Partial QP Election to Report to MIPS

Following a determination that clinicians in an AAPM only qualify as partial QPs because they do not meet the necessary QP thresholds, the Entity must decide whether or not to report under MIPS; all clinicians participating in the Entity will be treated equally as a group. Clinicians being considered individually, as discussed above, must decide for themselves. If no election is made, the default position will be to not consider the clinicians for MIPS scoring and payment adjustments, meaning the clinicians will not receive any payment adjustments.

Payment as a QP

If a clinician is deemed a QP, he or she will earn additional financial payments. Between payment years 2019 and 2024, QPs will receive a lump sum payment equal to five percent of their prior year’s Part B services payments. In 2026 and beyond, QPs’ payments will be based on a higher physician fee schedule, which will increase at 0.75 percent per year, compared to an update of only 0.25 percent under MIPS.

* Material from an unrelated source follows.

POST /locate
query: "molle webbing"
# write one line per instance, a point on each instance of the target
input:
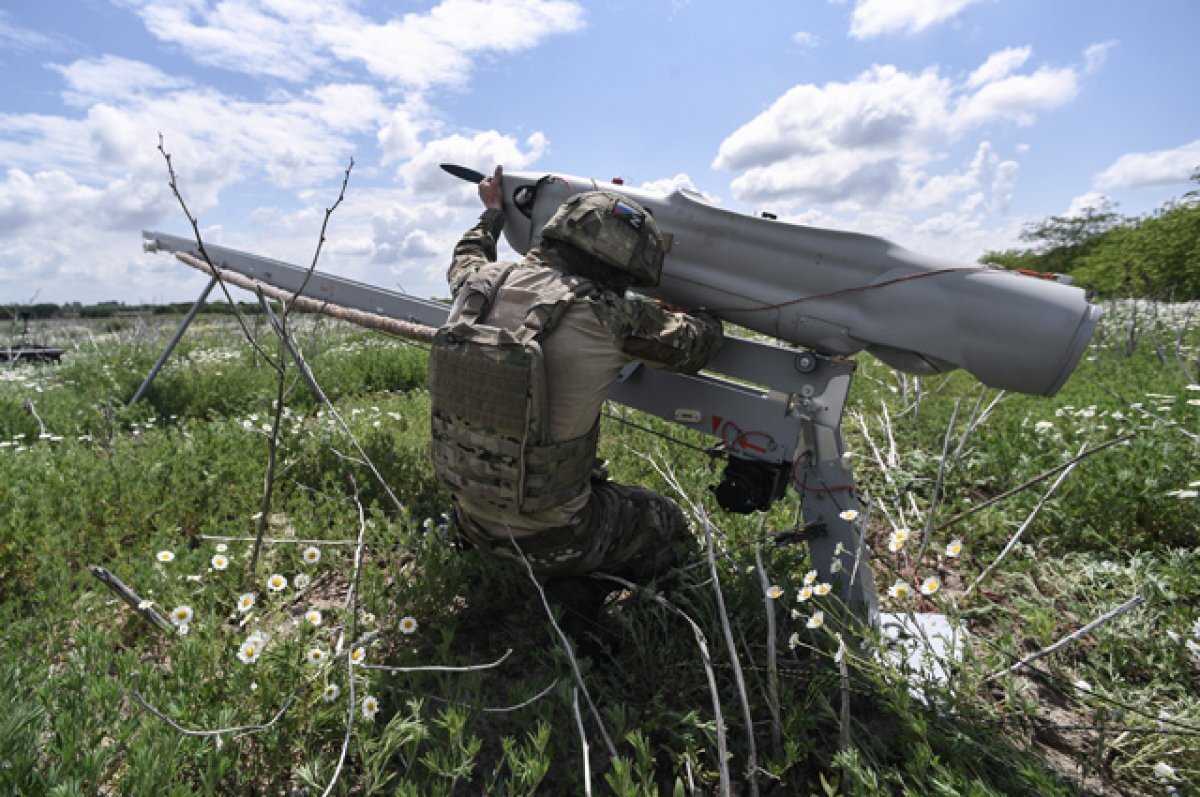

Calculating a QP’s Part B services payments will not be straight-forward, since, as required, these individuals are participating in payment arrangements that differ from simple fee-for-service payment arrangements, and include various types of payments and structures. Payments made to the Entity rather than the individual QP that will be considered for the lump sum bonus payment fall into three categories: financial risk payments, supplemental service payments, and cash flow mechanisms. CMS classifies financial risk payments as “non-claims-based payments based on performance in an APM”. These will be excluded from the calculation of total covered services payment amounts for purposes of determining the incentive payment because they are not payments specifically for Part B covered services. Supplemental services payments will be included if the payment meets the following four criteria: 1) it is for physicians’ services; it is for only Part B services; it is directly attributable to an eligible clinician; and it is directly attributable to services provided to an eligible, individual beneficiary. Cash flow mechanisms do not change the overall amount of payments received, but provide a different method of payment for services. For these types of payments, CMS will use the payment amount that would have been made for Part B covered services if the cash flow mechanism had not been in place. Payments made to the Entity rather than an individual clinician will be considered to have been divided up equally among the eligible clinicians in the Entity. Other incentive payments will not be included in the 5 percent lump sum incentive payment calculation.

The incentive payments will be made to the taxpayer (billing TIN) associated with the Entity, and not the individual clinicians; the Entity will then be responsible for distributing the payments to the QPs, except where the QP is being considered individually. In these cases, the incentive payment will be split proportionally across the TINs associated with the various Entities in which the QP participates.